A bummer, but Joali prepared for this: sumptuous interiors, redolent in rose gold and emerald green, a bed that begot naps, a spa that offered a timely “inner strength and resilience” massage, which felt like being rolled out like a sheet of cookie dough. There was no shortage of gustatory delights: sushi and pasta conceived by Michelin star chefs, biryani as good as its brethren on the subcontinent, a Turkish breakfast buffet with an olive bar that rivaled Whole Foods. But I kept coming back to a simple curry of reef fish, creamy and piquant, that I ordered three days in a row before asking for the recipe.

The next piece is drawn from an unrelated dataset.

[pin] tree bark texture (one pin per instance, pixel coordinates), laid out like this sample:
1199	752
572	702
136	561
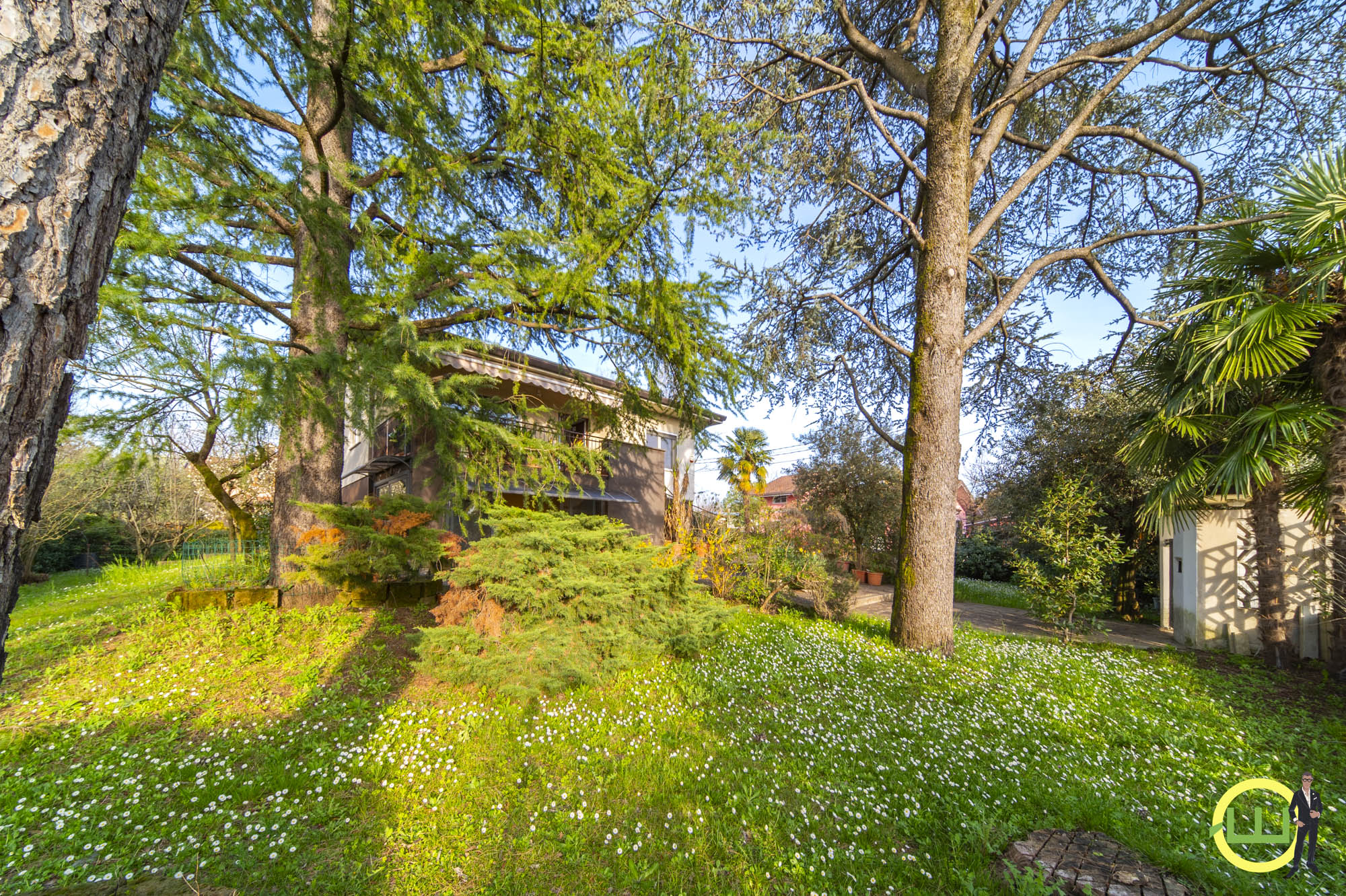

Then there were the classes. Yoga and HIIT, yes, but also: gin tasting, wine tasting, sake tasting. We signed up for the last three and in the process, befriended the resort’s head sommelier, Gandip Khadka, and his associate, Tushar Patil, who invited us to the most exclusive hangout on the property: the staff bar, hidden behind a grove of palm trees. As at Lux and the majority of resorts in the Maldives, staff members live on the island along with guests, and it was on our final night, sipping gin and tonics while Bruno Mars played from the speakers, that we got to engage in the kind of conviviality that travel offers, and that the pandemic prevented. We shared Netflix recommendations with a bartender from Costa Rica, discussed Dogecoin with a server from the Philippines. “Pfizer or Moderna?” “AstraZeneca or Johnson & Johnson?” Everyone had an opinion, a story about side effects, bewilderment about vaccine hold outs.
We met a couple from Germany, fellow travelers who were on their fourth trip to the Maldives and had been island hopping for weeks. “Like maybe everybody, after the last year, I wanted total relaxation, a way to clear my mind from all the negative news,” said Teresa Wendrich, who works in the marketing department of the Munich International Airport. “Maldives is the place where I feel the most alive, where I can say thank you to my soul and body.”
Toward the end of our stay, a friend messaged me asking if the Maldives was “worth the million hour flight” “even though it’s basically just a beach.” You can’t blame the uninitiated for having that impression (I certainly did). Not even our departure from Joali — which, because of the weather, meant taking a speedboat to a barge that wobbled like a set piece on “American Ninja Warriors” and attempting to stay upright while walking across it to board a seaplane — could dim my enthusiasm for the Maldives. In the air, once the clouds cleared, the islands below gleamed like geodes, a final dose of sensory overload.